Gunvolt and the sliding scale of perfection ⊟
Azure Striker Gunvolt is not a Mega Man game, and I mean that in the best way. While it clearly takes inspiration from the series – a blue guy gets weapons from wacky, colorful bosses – developer Inti Creates built on that foundation to create something more flexible, with more room for individual expression and variation on the part of the player.
In that way, it reminds me more of Runner2: Future Legend of Rhythm Alien… a game I needed an excuse to write about anyway!
Runner2 maintained the basic gameplay of its predecessor: jump, slide, kick, and block to the beat while automatically running through deadly gauntlets. The sequel improved upon its predecessor by adding more moves, along with totally optional branching paths, hidden items, and analog-controlled bonus loops. You can simply complete a stage – something that requires a total lack of mistakes. Or you can collect all the gold. You could get full scores on all the bonuses; you can even “dance” during free moments to boost your score a lot more. There are many different levels of perfection to achieve, starting with simple survival.
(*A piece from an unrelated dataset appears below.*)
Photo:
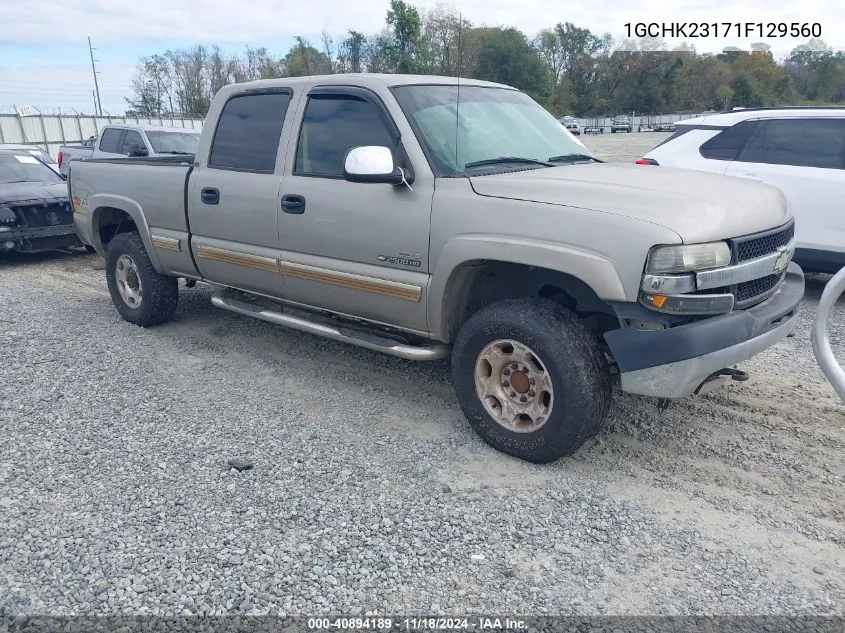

Developer Gaijin Games (now Choice Provisions) kept the gameplay tight and simple, but added multiple avenues for expert players to vary the experience and develop additional mastery. It had a nice side effect of encouraging replays and extending the life of the game.
Gunvolt features the same kind of dynamic, player-controlled difficulty. If you want to simply brute force your way through the levels, it’s not overwhelmingly hard to do so. It’s a lot easier than Mega Man on that level, that’s for sure. The platforming isn’t as extreme, and your shots essentially auto-target – you fire your gun to target enemies, then drain their health with an electric field that arcs to their location. Keeping your field charged is an interesting wrinkle, but rarely a life-or-death challenge. Well, technically. If you still have power, you can auto-dodge attacks (at the expense of some of that power) so I guess it may actually be the difference between life or death. But what I mean is that managing that power isn’t as tense as you might expect, outside of boss fights.
But those systems open up options for virtuoso play. You can play carefully and set up your shots from a safe location, but it’s more fun to dash through the levels at top speed and/or build up impressive combos once you’re comfortable enough. And then you can take on totally optional challenges – complete this stage in this time, etc. – to further test yourself. You can retry levels with new equipment, including the different guns earned from bosses, which vary the number of enemies you can lock on to and the way shots behave.
I like these kinds of systems, because they allow the player to find a difficulty level that suits their expertise and their style of play, without having to make the explicit decision to choose “easy” or “hard.” It’s the same game, but open to different approaches. And, like Runner2, it offers different ways to consider any performance “perfect.” That’s the kind of challenge that makes me want to return to a game.